Junto a ellos se encuentra El Más Fuerte. Este club tradicionalmente compensa las posibles deficiencias que podrían cambiar el rumbo del partido mediante la preparación física y la disciplina. La temporada pasada, el equipo superó los playoffs sin mayores contratiempos, lo que demuestra aún más su resiliencia en las fases eliminatorias.
Nacional Potosí, el actual campeón del torneo, merece una mención especial. Su éxito difícilmente puede considerarse casualidad. El equipo ha completado la competición sin contratiempos importantes, demostrando un fútbol pragmático y bien planificado. Su trabajo en equipo y su clara comprensión de los objetivos del juego les permiten mantenerse entre los principales aspirantes a repetir el título.
Un poco más abajo en la clasificación, hay un grupo de clubes cuyas perspectivas dependen directamente de su estado de forma actual y su equilibrio interno. Always Ready sigue siendo uno de los equipos más polémicos del torneo. Un ataque potente les da el potencial para avanzar lejos en el cuadro, pero su inestabilidad hace que cada fase sea una apuesta arriesgada. Mucho depende del estado de sus jugadores clave en cada momento.
Jorge Wilstermann se encuentra en una situación similar. El club cuenta con experiencia y un historial de alto rendimiento, pero en las últimas temporadas ha tenido problemas de equilibrio, especialmente en defensa. Esto hace que sus posibilidades de avanzar a la final sean moderadas, no seguras.

Blooming muestra una dinámica similar. Su clasificación a los playoffs tras una ronda extra en el último torneo demostró que el equipo es capaz de resolver problemas locales, pero la falta de consistencia le impide ser considerado favorito.
En este contexto, destacan los llamados aspirantes ocultos. San Antonio Bulo Bulo ya se ha consolidado como un equipo capaz de plantar cara a rivales más consolidados. Su juego se basa en la agresividad y la presión física, lo que les otorga una ventaja significativa en ciertos partidos.
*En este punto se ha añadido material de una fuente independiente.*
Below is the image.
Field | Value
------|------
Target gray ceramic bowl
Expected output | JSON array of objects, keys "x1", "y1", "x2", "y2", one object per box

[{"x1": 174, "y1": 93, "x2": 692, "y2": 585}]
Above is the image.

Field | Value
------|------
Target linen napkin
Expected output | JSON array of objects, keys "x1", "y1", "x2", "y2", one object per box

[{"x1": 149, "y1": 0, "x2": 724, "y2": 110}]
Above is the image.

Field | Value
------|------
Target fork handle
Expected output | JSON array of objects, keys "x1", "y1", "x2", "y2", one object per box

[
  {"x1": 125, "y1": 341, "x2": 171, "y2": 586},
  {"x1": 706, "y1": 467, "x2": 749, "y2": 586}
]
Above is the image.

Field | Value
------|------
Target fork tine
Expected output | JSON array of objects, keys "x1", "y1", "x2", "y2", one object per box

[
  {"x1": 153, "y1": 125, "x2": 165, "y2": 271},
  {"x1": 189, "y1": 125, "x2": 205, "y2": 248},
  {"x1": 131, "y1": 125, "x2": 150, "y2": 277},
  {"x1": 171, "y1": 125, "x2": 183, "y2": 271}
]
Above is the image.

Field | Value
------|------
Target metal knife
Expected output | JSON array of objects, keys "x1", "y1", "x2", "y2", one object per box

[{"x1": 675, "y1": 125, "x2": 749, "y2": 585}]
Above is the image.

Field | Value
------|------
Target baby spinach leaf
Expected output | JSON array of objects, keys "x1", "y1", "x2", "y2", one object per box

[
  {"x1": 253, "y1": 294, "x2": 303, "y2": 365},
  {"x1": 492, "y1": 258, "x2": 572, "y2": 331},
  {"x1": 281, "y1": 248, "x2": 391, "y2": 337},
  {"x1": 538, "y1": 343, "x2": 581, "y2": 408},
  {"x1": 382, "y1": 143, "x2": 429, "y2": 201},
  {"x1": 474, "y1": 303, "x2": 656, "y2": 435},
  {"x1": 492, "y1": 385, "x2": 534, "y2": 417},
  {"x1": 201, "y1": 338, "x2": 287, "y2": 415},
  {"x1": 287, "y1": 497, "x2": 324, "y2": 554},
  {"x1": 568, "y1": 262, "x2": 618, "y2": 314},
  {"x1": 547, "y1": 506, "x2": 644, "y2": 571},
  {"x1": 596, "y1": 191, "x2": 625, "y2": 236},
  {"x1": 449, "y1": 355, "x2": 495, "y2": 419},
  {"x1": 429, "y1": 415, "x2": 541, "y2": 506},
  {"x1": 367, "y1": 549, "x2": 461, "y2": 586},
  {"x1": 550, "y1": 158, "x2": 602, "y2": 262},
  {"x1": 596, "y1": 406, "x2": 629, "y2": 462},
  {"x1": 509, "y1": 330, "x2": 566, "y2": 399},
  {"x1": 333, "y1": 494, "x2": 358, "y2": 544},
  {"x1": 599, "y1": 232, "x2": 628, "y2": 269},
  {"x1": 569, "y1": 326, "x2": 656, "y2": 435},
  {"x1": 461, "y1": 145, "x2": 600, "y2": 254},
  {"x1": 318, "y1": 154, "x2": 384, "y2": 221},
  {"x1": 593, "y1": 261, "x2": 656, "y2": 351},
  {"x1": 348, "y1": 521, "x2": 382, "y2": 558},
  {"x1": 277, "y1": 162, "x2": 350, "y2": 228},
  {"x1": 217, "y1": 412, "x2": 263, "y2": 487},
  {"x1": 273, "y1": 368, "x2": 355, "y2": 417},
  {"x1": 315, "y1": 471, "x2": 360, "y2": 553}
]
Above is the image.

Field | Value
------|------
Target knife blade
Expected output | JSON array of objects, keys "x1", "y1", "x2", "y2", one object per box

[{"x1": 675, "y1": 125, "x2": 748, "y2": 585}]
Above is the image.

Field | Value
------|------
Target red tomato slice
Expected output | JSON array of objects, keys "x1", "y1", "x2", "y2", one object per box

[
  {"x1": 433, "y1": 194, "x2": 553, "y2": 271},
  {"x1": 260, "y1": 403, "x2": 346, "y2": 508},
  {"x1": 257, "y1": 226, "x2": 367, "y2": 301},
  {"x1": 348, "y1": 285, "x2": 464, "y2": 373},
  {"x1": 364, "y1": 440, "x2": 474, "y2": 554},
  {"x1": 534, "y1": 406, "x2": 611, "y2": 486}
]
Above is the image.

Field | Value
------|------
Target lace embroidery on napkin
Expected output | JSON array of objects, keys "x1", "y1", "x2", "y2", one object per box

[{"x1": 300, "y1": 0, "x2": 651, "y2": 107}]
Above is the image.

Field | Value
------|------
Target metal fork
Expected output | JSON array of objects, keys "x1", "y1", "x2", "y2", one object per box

Un aspirante menos conocido, pero potencialmente peligroso, es Universitario de Vinto. A pesar de sus recursos limitados, el equipo lo compensa con disciplina y la capacidad de mantener los resultados, lo que, en la reñida lucha por el segundo y tercer puesto, podría resultar decisivo.
En el extremo opuesto de la tabla se encuentran clubes para quienes avanzar de la fase de grupos ya es una tarea difícil. Oriente Petrolero atraviesa un periodo de inestabilidad, que se refleja tanto en sus resultados como en la calidad de su juego. En estas condiciones, es difícil contar con una clasificación segura para el torneo.
Guabirá sufre problemas similares, con una plantilla poco profunda y un juego poco variado. Durante la fase de grupos, este factor suele ser decisivo.
Como resultado, el panorama general del torneo se perfila bastante pragmático. Los equipos con un sistema bien establecido y una plantilla amplia casi inevitablemente avanzan directamente. La principal intriga se centra en la lucha por el segundo y tercer puesto, donde la densidad de resultados es mayor, y cualquier racha, ya sea positiva o negativa, puede cambiar radicalmente la situación.
Así, Bolívar, El Fuerte y Nacional Potosí tienen prácticamente asegurada su clasificación para la siguiente fase. Always Ready, Jorge Wilstermann y Blooming competirán por los puestos restantes, mientras que San Antonio Bulo Bulo sigue siendo un equipo capaz de intervenir y cambiar el panorama contra todo pronóstico.